Olivier Ginestet, fondateur des Éditions Amok : « Des textes courts qui en disent long »

Créée en 2016 par Olivier Ginestet, Amok est une maison d’édition indépendante, spécialisée dans la publication de textes courts. Avec déjà 12 titres à son actif, la maison d’édition rochelaise sait découvrir de courts romans qui se lisent d’une traite avec passion. Rencontre.

« Le terme « amok » caractérise une certaine folie. J’espère ne pas être trop atteint »…

Olivier Ginestet

Inventoire : Pourquoi avoir créé une maison d’édition en 2016 ?

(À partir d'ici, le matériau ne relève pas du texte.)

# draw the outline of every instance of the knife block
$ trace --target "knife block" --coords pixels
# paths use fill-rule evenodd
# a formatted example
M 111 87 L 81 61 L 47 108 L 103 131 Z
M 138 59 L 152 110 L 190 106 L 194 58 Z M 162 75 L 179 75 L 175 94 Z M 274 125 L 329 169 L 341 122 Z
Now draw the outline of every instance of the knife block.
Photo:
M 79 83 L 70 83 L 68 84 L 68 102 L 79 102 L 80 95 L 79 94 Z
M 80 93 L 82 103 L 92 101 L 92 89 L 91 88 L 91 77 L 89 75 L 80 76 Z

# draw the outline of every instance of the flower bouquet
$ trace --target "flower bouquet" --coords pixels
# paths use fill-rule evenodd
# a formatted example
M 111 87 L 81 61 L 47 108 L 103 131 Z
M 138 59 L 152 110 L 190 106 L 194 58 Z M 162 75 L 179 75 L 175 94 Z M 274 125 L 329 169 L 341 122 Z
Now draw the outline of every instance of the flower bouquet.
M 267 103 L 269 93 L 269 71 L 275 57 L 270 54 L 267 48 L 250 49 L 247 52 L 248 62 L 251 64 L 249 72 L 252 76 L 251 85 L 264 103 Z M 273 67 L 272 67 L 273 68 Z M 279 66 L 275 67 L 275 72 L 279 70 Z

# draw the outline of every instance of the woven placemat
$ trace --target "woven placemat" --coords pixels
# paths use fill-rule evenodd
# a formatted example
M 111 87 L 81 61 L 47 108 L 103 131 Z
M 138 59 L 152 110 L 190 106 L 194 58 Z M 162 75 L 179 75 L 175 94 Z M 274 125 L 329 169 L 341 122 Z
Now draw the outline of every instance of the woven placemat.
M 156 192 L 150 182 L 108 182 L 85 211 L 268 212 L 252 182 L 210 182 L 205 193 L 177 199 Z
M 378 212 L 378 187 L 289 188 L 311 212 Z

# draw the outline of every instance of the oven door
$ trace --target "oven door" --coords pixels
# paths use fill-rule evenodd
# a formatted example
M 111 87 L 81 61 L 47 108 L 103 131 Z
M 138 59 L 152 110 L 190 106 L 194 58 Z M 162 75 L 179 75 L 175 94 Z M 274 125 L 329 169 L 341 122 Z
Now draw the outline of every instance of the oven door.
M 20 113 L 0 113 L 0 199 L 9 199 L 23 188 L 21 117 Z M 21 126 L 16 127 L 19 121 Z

Olivier Ginestet : Il y avait longtemps que j’y pensais. Mais je n’étais pas attiré par les côtés administratif et commercial du métier d’éditeur. Avec l’expérience, avec l’âge aussi, on gagne en confiance et on ose prendre des risques. Mais des risques mesurés puisque j’étais auteur avant d’être éditeur, et j’ai pu bénéficier d’un réseau utile pour créer une maison d’édition. J’avais des liens avec d’autres auteurs, avec des libraires, des bibliothécaires…

Inventoire : Aviez-vous dans l’idée de combler un vide éditorial en matière de textes courts ?

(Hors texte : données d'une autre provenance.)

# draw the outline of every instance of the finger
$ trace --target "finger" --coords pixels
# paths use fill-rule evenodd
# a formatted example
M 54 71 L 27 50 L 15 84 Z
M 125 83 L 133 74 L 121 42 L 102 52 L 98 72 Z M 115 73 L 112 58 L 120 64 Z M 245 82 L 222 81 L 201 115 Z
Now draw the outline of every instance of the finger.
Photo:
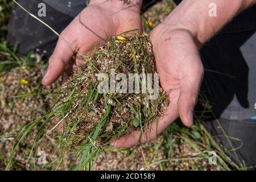
M 203 65 L 199 64 L 198 67 L 195 67 L 197 68 L 185 75 L 180 82 L 177 104 L 179 114 L 182 122 L 187 126 L 191 126 L 193 123 L 193 110 L 204 75 Z
M 69 61 L 72 60 L 76 46 L 76 34 L 71 23 L 59 38 L 57 45 L 49 60 L 47 71 L 43 78 L 42 84 L 48 85 L 62 75 Z
M 170 104 L 165 112 L 164 116 L 160 118 L 158 122 L 152 123 L 149 129 L 146 130 L 143 133 L 141 130 L 136 130 L 131 134 L 122 136 L 117 140 L 110 143 L 113 148 L 128 148 L 152 141 L 169 126 L 178 116 L 177 108 Z

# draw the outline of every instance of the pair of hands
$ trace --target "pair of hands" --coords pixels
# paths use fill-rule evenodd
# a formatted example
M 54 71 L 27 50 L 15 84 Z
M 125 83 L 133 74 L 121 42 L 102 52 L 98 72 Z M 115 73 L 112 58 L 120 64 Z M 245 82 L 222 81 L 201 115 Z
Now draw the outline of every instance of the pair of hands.
M 86 7 L 61 33 L 42 84 L 51 84 L 63 75 L 75 50 L 88 54 L 95 46 L 104 43 L 107 35 L 141 30 L 140 10 L 134 5 L 124 7 L 105 2 L 92 3 Z M 156 131 L 162 133 L 179 115 L 185 125 L 193 124 L 193 109 L 204 72 L 200 44 L 189 31 L 164 22 L 153 30 L 150 39 L 161 86 L 172 90 L 170 105 L 158 126 L 152 124 L 151 131 L 142 135 L 144 137 L 140 138 L 141 131 L 135 131 L 113 142 L 115 147 L 131 147 L 138 139 L 140 143 L 154 140 Z

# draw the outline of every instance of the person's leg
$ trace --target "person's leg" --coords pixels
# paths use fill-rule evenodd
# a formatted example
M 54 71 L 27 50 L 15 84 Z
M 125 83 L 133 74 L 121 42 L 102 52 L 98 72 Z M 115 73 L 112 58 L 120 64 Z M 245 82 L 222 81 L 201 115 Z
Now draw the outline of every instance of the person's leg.
M 202 92 L 212 97 L 214 113 L 234 147 L 242 143 L 237 153 L 248 166 L 256 165 L 255 49 L 256 31 L 250 30 L 217 35 L 200 52 L 206 69 Z M 216 120 L 204 125 L 230 148 Z
M 38 16 L 40 0 L 20 0 L 19 3 L 29 12 Z M 38 17 L 58 33 L 73 20 L 73 17 L 46 5 L 46 16 Z M 77 14 L 79 13 L 77 13 Z M 55 47 L 58 36 L 48 27 L 16 6 L 9 22 L 7 40 L 10 45 L 18 44 L 18 52 L 26 55 L 36 50 L 49 56 Z

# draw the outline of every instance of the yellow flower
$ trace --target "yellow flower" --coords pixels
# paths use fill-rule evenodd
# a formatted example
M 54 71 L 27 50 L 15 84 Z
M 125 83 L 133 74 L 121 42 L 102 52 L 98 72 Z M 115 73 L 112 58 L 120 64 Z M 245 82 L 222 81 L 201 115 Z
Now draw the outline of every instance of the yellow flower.
M 120 42 L 122 43 L 125 42 L 125 40 L 126 40 L 126 39 L 122 36 L 117 36 L 117 39 L 118 40 L 120 40 Z
M 28 81 L 26 80 L 25 79 L 21 79 L 19 81 L 20 84 L 22 85 L 27 85 L 28 83 Z
M 152 22 L 151 21 L 146 20 L 145 23 L 146 24 L 147 24 L 150 27 L 153 26 L 153 22 Z

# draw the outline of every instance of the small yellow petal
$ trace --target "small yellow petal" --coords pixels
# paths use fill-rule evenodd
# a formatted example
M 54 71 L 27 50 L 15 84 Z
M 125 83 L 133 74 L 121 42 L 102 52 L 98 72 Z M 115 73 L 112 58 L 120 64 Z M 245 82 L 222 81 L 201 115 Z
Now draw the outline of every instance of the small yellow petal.
M 153 22 L 151 21 L 146 20 L 146 24 L 147 24 L 150 27 L 152 27 L 153 26 Z
M 125 42 L 125 40 L 126 40 L 126 39 L 122 36 L 117 36 L 117 39 L 118 40 L 120 40 L 121 42 L 122 43 Z
M 20 84 L 22 85 L 27 85 L 28 83 L 28 81 L 26 80 L 25 79 L 21 79 L 19 81 Z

Plusieurs maisons d’édition proposent des textes courts. Les grands éditeurs publient parfois des livres d’une centaine de pages, mais il est vrai que ce n’est pas leur particularité. J’ai souhaité en faire un signe distinctif pour Amok, parce qu’il fallait se distinguer dans la jungle éditoriale, trouver un signe particulier. Il me semble aussi qu’un livre de 100 à 130 pages est un format adapté à notre époque. Il n’est pas très cher et il faut relativement peu de temps pour le lire.

Inventoire : Comment êtes-vous passé du métier de bibliothécaire, d’auteur, à celui d’éditeur ? Avez-vous fait une formation spécifique ? Bénéficié de subventions ?

En tant que bibliothécaire, j’évoluais dans le monde du livre. Et comme j’étais également auteur, je bénéficiais des réseaux nécessaires pour franchir le cap. En revanche, je me suis appuyé sur mon expérience et je n’ai reçu ni formation spécifique ni subventions pour le moment.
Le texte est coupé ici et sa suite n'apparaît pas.